After pulling your lawnmower out of storage after a long winter, you may notice the engine is hard to start and stalls. This is a common problem. Dirt and other elements may clog parts integral to the mower engine's running process. If your mower stalls in the middle of the mowing season, you may have a carburetor problem. Thin fuel mixtures or overly rich fuel mixtures will cause the engine to stutter and stop. Have a service professional adjust your carburetor to prevent harming the engine. Luckily, most other issues are repairable without the assistance of a professional.
Things You'll Need
- Drain pan
Unscrew the cap of the gas tank and inspect the fuel level. Fill the gas tank if necessary. Replace the fuel if it has sat in the engine for more than a month, or if there are signs of water in the tank.
Inspect the oil level of the mower if there was smoke before the stall.
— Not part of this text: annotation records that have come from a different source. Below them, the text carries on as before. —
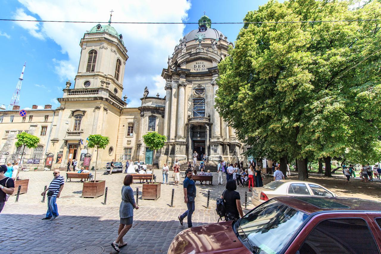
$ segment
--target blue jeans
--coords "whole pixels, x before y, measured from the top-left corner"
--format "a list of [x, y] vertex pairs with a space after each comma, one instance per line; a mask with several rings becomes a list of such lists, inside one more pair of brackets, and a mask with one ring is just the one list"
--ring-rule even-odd
[[188, 216], [187, 222], [188, 227], [192, 227], [192, 215], [194, 212], [194, 202], [190, 202], [189, 201], [187, 203], [187, 208], [188, 210], [185, 211], [185, 212], [180, 216], [181, 219], [183, 219], [184, 218]]
[[55, 196], [48, 196], [48, 211], [45, 216], [46, 218], [58, 216], [58, 207], [56, 203], [56, 200], [57, 197]]
[[164, 178], [165, 178], [165, 179], [166, 180], [166, 182], [167, 183], [168, 183], [168, 175], [167, 174], [166, 174], [165, 172], [164, 172], [164, 173], [163, 173], [163, 183], [164, 183]]

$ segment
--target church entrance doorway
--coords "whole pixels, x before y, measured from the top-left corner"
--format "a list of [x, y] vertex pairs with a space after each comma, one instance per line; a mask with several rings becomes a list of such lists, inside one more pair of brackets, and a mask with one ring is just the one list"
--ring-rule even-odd
[[205, 153], [205, 141], [194, 140], [193, 151], [196, 151], [199, 154], [197, 161], [200, 161], [201, 159], [201, 154]]

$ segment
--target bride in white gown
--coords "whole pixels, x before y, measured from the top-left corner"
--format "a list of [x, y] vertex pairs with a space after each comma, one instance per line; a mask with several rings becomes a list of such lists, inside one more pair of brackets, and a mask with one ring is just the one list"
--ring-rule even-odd
[[131, 161], [130, 162], [130, 165], [128, 166], [128, 167], [127, 168], [127, 174], [134, 174], [136, 172], [136, 171], [135, 171], [135, 169], [134, 168], [133, 164]]

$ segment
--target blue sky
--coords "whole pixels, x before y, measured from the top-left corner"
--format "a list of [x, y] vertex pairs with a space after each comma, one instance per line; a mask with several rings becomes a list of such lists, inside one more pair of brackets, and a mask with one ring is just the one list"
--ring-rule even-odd
[[[197, 22], [205, 11], [212, 22], [240, 22], [248, 11], [257, 9], [267, 1], [112, 0], [107, 1], [107, 6], [100, 0], [92, 1], [91, 6], [78, 3], [82, 2], [0, 0], [0, 17], [107, 21], [109, 11], [112, 9], [115, 21]], [[66, 81], [68, 79], [73, 81], [76, 73], [80, 39], [86, 30], [96, 24], [0, 22], [2, 77], [0, 104], [9, 104], [26, 61], [19, 103], [21, 108], [31, 108], [34, 104], [58, 106], [56, 98], [61, 96]], [[171, 55], [179, 39], [197, 26], [113, 26], [123, 34], [130, 56], [123, 93], [128, 97], [128, 106], [139, 106], [146, 86], [150, 95], [158, 92], [163, 96], [164, 80], [160, 75], [162, 69], [166, 67], [168, 56]], [[242, 26], [242, 24], [212, 26], [233, 42]]]

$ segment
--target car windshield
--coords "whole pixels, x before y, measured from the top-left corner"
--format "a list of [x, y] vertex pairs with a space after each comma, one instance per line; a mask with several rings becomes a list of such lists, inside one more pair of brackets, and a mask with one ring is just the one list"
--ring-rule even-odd
[[274, 182], [272, 182], [270, 183], [267, 183], [266, 185], [264, 186], [263, 188], [266, 188], [266, 189], [269, 189], [270, 190], [275, 190], [283, 183], [284, 183], [283, 182], [274, 181]]
[[255, 208], [236, 223], [239, 237], [253, 253], [279, 253], [308, 215], [278, 201]]

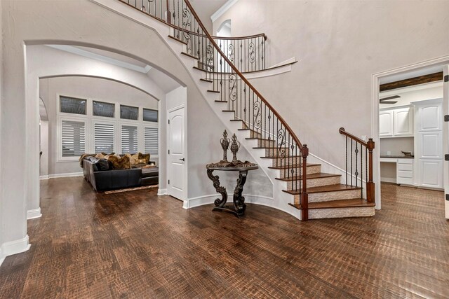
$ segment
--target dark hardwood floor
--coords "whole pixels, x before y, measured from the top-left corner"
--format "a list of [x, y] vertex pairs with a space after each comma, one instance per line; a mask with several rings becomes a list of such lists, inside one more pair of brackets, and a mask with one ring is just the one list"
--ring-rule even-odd
[[156, 188], [96, 194], [41, 183], [31, 249], [6, 258], [0, 297], [449, 298], [442, 193], [383, 185], [373, 218], [300, 222], [183, 209]]

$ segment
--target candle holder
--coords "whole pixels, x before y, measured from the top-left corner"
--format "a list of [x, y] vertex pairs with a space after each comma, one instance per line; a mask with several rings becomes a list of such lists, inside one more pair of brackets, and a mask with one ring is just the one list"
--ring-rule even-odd
[[223, 160], [220, 162], [227, 162], [227, 149], [229, 147], [229, 139], [227, 138], [227, 132], [226, 130], [223, 132], [223, 138], [220, 139], [220, 143], [223, 148]]
[[232, 152], [232, 162], [233, 163], [241, 163], [241, 161], [237, 160], [237, 152], [239, 151], [239, 148], [240, 148], [240, 146], [241, 145], [240, 142], [237, 141], [237, 137], [234, 134], [232, 137], [232, 143], [231, 144], [231, 151]]

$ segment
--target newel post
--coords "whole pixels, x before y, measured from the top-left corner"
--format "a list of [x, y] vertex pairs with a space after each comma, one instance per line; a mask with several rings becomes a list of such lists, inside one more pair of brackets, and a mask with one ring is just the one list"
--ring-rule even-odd
[[302, 146], [301, 149], [302, 155], [302, 192], [301, 193], [301, 219], [309, 219], [309, 195], [307, 194], [307, 156], [309, 148], [307, 144]]
[[374, 149], [374, 141], [373, 138], [368, 140], [366, 145], [368, 151], [368, 181], [366, 182], [366, 200], [368, 202], [375, 202], [375, 184], [373, 181], [373, 150]]
[[170, 12], [170, 4], [168, 3], [169, 0], [167, 0], [167, 8], [166, 10], [166, 18], [167, 24], [171, 24], [171, 13]]

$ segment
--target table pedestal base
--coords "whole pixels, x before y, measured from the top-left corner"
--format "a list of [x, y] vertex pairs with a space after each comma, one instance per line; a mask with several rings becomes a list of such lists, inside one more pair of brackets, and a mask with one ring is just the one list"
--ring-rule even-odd
[[243, 191], [243, 186], [246, 181], [246, 176], [248, 174], [248, 170], [239, 170], [239, 179], [237, 179], [237, 185], [234, 190], [234, 207], [231, 205], [225, 205], [227, 201], [227, 193], [226, 192], [226, 188], [220, 186], [220, 178], [218, 176], [214, 176], [213, 174], [214, 169], [208, 169], [208, 176], [213, 183], [213, 186], [215, 188], [215, 190], [222, 195], [221, 200], [217, 198], [214, 204], [213, 211], [226, 211], [231, 212], [236, 215], [239, 218], [245, 216], [245, 210], [246, 209], [246, 204], [245, 204], [245, 197], [241, 196], [241, 193]]

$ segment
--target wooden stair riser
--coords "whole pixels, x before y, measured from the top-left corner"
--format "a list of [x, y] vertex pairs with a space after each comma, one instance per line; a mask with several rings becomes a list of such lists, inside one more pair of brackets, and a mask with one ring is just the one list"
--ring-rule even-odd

Fill the crankcase with the oil specified in your owner's manual. Turn the mower on its side, with the crankcase underneath the carburetor, if the oil needs replacing. Remove the plug from the underside of the mower, using a wrench, and drain the oil into a drain pan. Replace the drain plug and return the mower to its wheels. Fill the crankcase.
Remove the screw that holds the cover on the air filter. Lift off the cover and inspect the air filter. A dirty air filter will cause the mower to stall out. Throw out a paper air filter. Clean a foam air filter in soap and water. Air-dry the foam filter, and then replace it.